Dengan kata lain, praktekkan lima (5) S senyum, sapa, salam, sopan, dan
santun. Insya Allah interaksi kita kepada siapapun akan jauh lebih
bermakna jikalau wajah kita senantiasa diliputi senyuman, sapa penuh
kelembutan, dan akhlak yang penuh kerendahan hati akan memikat setiap
orang yang kita jumpai. Alangkah indahnya wajah yang jernih, ceria,
senyum yang tulus dan ikhlas, membahagiakan siapapun.
Betapa nyamannya suasana saat salam hangat ditebar, saling mendo’akan,
menyapa dengan ramah, lembut dan penuh perhatian. Alangkah agungnya
pribadi kita, jika penampilan kita selalu sopan dengan siapapun dan
dalam kondisi bagaimanapun. Betapa nikmatnya dipandang, jika pribadi
kita santun, mau mendahulukan orang lain, rela mengalah dan memberikan
haknya, lapang dada, pemaaf yang tulus, dan ingin membalas keburukan
dengan kebaikan serta kemuliayaan.
Sebagaimana firman Allah :
وَ لَنَبْلُوَنَّكُمْ بِشَيْءٍ مِّنَ الْخَوْفِ وَ الْجُوْعِ وَ نَقْصٍ
مِّنَ الْأَمَوَالِ وَ الْأنْفُسِ وَ الثَّمَرَاتِ وَ بَشِّرِ
الصَّابِرِيْنَ
اَلَّذِيْنَ إِذَا أَصَابَتْهُمْ مُّصِيْبَةٌ قَالُوْا إِنَّا ِللهِ وَ إِنَّا إِلَيْهِ رَاجِعُوْنَ
أُولَئِكَ عَلَيْهِمْ صَلَوَاتٌ مِّنْ رَّبِّهِمْ وَ رَحْمَةٌ وَ أُولَئِكَ هُمُ الْمُهْتَدُوْنَ
"Dan sungguh akan Kami Berikan Cobaan kepadamu, dengan sedikit
ketakutan, kelaparan, kekurangan harta, jiwa, dan buah-buahan. Dan
berikanlah berita yang gembira kepada orang-orang yang sabar. (yaitu)
orang-orang yang apabila ditimpa musibah, mereka mengucapkan, innaa
lillaahi wa innaa ilaihi raaji’uun." Mereka itulah yang mendapatkan
keberkatan yang sempurna dan Rahmat dari Tuhan mereka, dan mereka itulah
orang-orang yang mendapat petunjuk. (QS. Al-Baqarah (2):155-157)
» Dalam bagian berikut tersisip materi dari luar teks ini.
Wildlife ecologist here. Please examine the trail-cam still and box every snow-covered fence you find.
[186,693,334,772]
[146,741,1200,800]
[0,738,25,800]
Dalam hidup jangan pernah bermimpi dapat hidup dengan tenang dan
bahagia sekiranya kita belum memiliki bekal ilmu yang benar untuk
mengarungi belantara dunia yang penuh dengan jebakan, rintangan dan
ancaman berbahaya ini. Kalau toh hidup ini kerapkali dicekam perasaan
yang kacau balau dan menyengsarakan, maka penyebab pokoknya adalah
karena kita kurang memahami ilmu dengan benar.
Orang yang tidak memiliki kesiapan mental menerima kenyataan yang ada.
Pikiranya tidak akan pernah bisa menerima kenyataan yang sesungguhnya
dengan kesabaran dan keikhlasan, akan menjadi orang yang tak pernah bisa berpikir realitis, yang membuatnya terlalu
sibuk menyesali sesuatu yang sudah terjadi, hinggah menambah
kesengsaraan dan kepedihan hidupnya sendiri.
Dalam sebuah hadits dinyatakan, pada suatu ketika datanglah seseorang
kepada Ibnu Ma’ud r.a, sahabat Rasulullah saw, untuk meminta nasihat.
Wahai Ibnu Mas’ud, “ujarnya“ "berilah nasihat yang dapat kujadikan obat
bagi jiwaku yang sedang dilanda kecemasan dan kegelisahan. Dalam
beberapa hari ini aku merasa tidak tentram. Jiwaku gelisah dan pikiran
pun serasa kusut, makan tak enak, tidur pun tidak nyenyak.”
Mendengar hal itu, Ibnu Mas’ud kemudian menasehatinya “Kalau penyakit
seperti itu yang menimpamu, maka bawalah hatimu mengunjungi tiga tempat,
yaitu ke tempat orang membaca Al Qur’an, kau baca Al Qur’an atau
dengarkanlah baik-baik orang yang membacanya; atau pergilah ke majelis
pengajian yang mengingatkan hati kepada Allah; atau carilah waktu dan
tempat yang sunyi, kemudian berkhalwatlah untuk menyembah-Nya, misalnya
di tengah malam buta, ketika orang-orang sedang tidur nyenyak, engkau
bangun mengerjakan shalat malam, memohon ketenangan jiwa, ketentraman
pikiran dan kemurnian hati kepada-Nya. Seandainya jiwamu belum terobati
dengan cara ini, maka mintalah kepada Allah agar diberi hati yang lain
karena hati yang kau pakai itu bukanlah hatimu.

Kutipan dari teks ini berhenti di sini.